The World Reference Laboratory for Foot-and-Mouth Disease (WRLFMD) plays a key role in international surveillance and control of FMD by receiving, characterising, cataloguing and sharing genetic materials from around the world. In doing so, we are committed to full compliance with the Nagoya Protocol on Access and Benefit-Sharing.
The Nagoya Protocol is an international agreement that gives countries the right to control access to their genetic resources and to ensure that any benefits arising from their use are shared fairly.

Our Approach to Compliance

  1. Responsible Use
    The WRLFMD uses genetic resources for purposes such as disease surveillance, diagnostics (including test validation), and outbreak response. These activities do not involve "utilisation" as defined under the Nagoya Protocol (i.e., research and development on the genetic or biochemical composition of the material).

  2. Respect for Country of Origin
    In most cases, materials are sent to us voluntarily by local reference laboratories or research organisations in the country of origin as part of collaborative efforts to support disease surveillance and response. As a result, we may not always be involved in the initial decision to share the material.
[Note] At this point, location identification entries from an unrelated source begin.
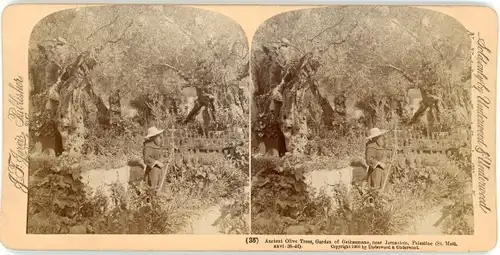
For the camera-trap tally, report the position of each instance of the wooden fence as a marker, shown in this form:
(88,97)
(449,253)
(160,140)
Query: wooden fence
(438,142)
(214,141)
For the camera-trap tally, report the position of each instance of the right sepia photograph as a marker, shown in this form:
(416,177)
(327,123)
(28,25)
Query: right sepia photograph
(361,123)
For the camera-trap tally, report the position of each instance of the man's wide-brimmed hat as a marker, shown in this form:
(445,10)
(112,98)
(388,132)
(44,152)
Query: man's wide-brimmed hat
(375,132)
(153,131)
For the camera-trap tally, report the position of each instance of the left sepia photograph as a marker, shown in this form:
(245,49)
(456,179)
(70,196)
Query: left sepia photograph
(138,122)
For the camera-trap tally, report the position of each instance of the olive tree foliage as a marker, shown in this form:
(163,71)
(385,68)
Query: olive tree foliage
(372,55)
(128,46)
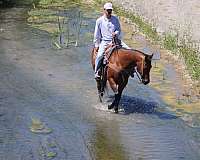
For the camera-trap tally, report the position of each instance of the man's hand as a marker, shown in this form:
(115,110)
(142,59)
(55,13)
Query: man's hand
(96,49)
(114,34)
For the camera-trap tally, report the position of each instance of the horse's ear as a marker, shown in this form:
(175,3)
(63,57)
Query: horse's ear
(148,57)
(151,56)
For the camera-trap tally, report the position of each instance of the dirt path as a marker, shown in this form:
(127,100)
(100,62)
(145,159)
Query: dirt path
(48,107)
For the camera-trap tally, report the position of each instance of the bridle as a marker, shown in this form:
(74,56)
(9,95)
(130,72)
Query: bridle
(140,75)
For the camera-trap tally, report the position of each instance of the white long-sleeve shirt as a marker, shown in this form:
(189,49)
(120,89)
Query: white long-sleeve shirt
(104,29)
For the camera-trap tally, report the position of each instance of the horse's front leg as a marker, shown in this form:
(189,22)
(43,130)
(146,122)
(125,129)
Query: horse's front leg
(115,103)
(99,88)
(114,87)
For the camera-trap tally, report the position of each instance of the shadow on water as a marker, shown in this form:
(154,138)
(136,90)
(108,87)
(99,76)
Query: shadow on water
(131,105)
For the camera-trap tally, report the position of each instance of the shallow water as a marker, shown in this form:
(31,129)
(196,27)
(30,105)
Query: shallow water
(56,87)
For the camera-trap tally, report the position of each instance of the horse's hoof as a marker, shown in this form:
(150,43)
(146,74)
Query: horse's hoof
(116,110)
(110,106)
(101,94)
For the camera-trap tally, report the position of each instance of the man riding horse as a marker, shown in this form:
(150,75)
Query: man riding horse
(121,64)
(107,27)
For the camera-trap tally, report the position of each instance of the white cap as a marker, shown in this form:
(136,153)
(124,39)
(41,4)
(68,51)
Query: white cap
(108,5)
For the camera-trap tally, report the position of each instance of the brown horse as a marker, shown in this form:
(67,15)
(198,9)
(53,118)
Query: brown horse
(122,64)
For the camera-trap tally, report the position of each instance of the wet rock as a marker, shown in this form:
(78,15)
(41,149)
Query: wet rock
(38,127)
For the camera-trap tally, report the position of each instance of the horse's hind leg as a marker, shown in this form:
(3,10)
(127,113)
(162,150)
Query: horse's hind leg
(114,87)
(118,94)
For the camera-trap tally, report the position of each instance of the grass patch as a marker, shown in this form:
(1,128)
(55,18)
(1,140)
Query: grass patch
(169,42)
(144,27)
(192,61)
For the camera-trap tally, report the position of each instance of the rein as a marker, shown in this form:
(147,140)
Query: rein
(138,75)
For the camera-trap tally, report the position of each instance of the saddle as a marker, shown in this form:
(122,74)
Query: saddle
(116,44)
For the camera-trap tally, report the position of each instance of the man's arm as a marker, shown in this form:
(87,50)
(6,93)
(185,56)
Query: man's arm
(97,34)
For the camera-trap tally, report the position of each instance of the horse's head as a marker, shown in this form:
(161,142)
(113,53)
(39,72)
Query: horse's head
(144,69)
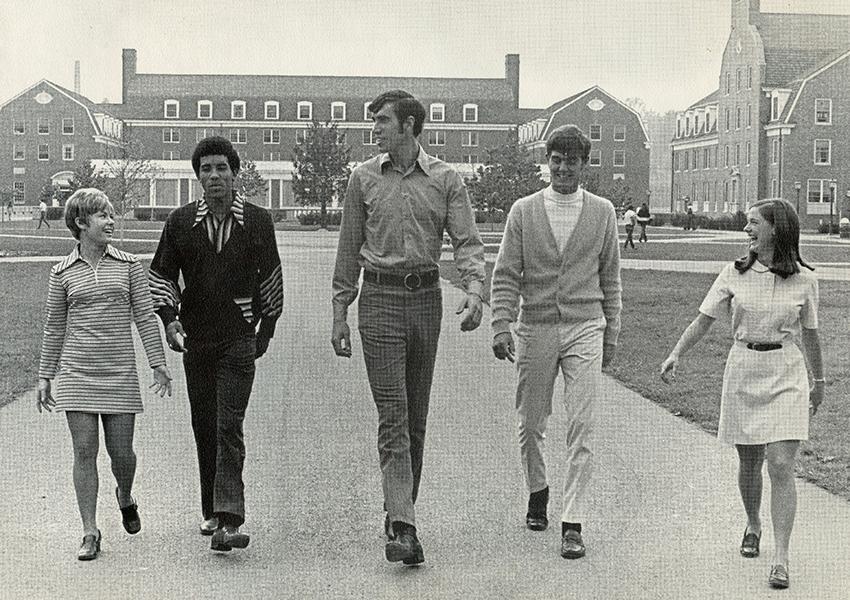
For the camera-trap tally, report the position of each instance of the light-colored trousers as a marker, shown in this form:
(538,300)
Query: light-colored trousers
(576,350)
    Nevertheless, we will make every effort to understand and comply with any conditions set by the provider organisation and will honour all restrictions or terms communicated to us, in line with the spirit of the Nagoya Protocol.

  3. Controlled Sharing
    We may share materials with other designated reference laboratories, strictly for disease surveillance and control purposes and within the terms of the original terms from the provider. On receipt of a request to share material, the WRLFMD will work with the third party to determine whether the intended use falls within or outside of the scope of the Nagoya Protocol.

    If a third party wishes to use genetic resources for research or product development (such as creating new vaccines; see examples below), we will only transfer the material if:
    • They have obtained the required permissions (such as Prior Informed Consent and Mutually Agreed Terms) from the country of origin; and
    • Their proposed use complies with the access terms under which the material was originally shared with the WRLFMD.

  4. Due Diligence and Record-Keeping
    We maintain clear documentation for all materials received and distributed. This includes tracking permissions, conditions of use, and provider and recipient details. Materials are shared under strict Material Transfer Agreements which define their permitted use, and make clear that the recipient of material must comply with any applicable access and benefit sharing legislation.

Our Commitment

We support global efforts to control diseases while fully respecting the rights of countries over their genetic resources. Our practices aim to promote transparency, trust, and collaboration in line with the spirit and requirements of the Nagoya Protocol.

Examples

Specific examples of activities that are restricted by the Nagoya Protocol. This list was prepared by the international FMD community (www.foot-and-mouth.org) as part of a review to highlight the impacts of the Nagoya Protocol (Horsington et al., 2023).

Uses of material that require PIC (Prior Informed Consent) and MAT (Mutually Agreed Terms) before the WRLFMD will supply to a third party:
Any genetic resource that is the subject of utilisation

This includes:

  • A field strain of FMDV used to develop a vaccine seed stock;
  • An FMD virus being developed to become a component of a therapeutic agent;
  • An FMD virus being developed to become a research tool or to generate new knowledge);
  • An FMD virus being developed to become an integral component of a diagnostic test (i.e., required for the test to function);
  • Production of recombinant FMDV proteins for research or commercial purposes that utilise specific genetic information derived from field viruses (depending on the legal status of digital sequence information [DSI] in the relevant national ABS regulation of the source country);
  • Contract research that includes any of the above examples.

Material may be supplied by the WRLFMD to third parties to cover the following activities:
Any genetic resource that is not the subject of utilisation (i.e., no research and/or development is taking place, (depending on [i] a review of the specific request and [ii] accommodation of any conditions set by the provider organisation).

This may include:

  • Material used for taxonomy or identification of a resource. For instance, confirmatory testing or sequencing of samples received by a FMD reference laboratory;
  • Antigenic characterisation of field strains (vaccine matching);
  • FMD viruses used as challenge strains in animal trials;
  • Materials used as a positive or negative controls for diagnostic tests (i.e., as a measured analyte);
  • Samples used as components in a proficiency testing panel;
  • Long-term archiving of materials.

Reference

Horsington J, Abbeloos E, Kassimi LB, Boonsuya Seeyo K, Capozzo AV, Chepkwony E, Eblé P, Galdo-Novo S, Gizaw D, Gouverneur L, Grazioli S, Heath L, Hudelet P, Hyera JMK, Ilott M, King A, Lefebvre DJ, Mackay D, Metwally S, Mwiine FN, Nfon CK, Park MK, Pituco EM, Rosso F, Simon F, Ularamu HG, Vermeij P, Vosloo W, King DP (2023). Application of the Nagoya Protocol to veterinary pathogens: concerns for the control of foot-and-mouth disease. Frontiers in Veterinary Science, 10:1271434. doi: 10.3389/fvets.2023.1271434.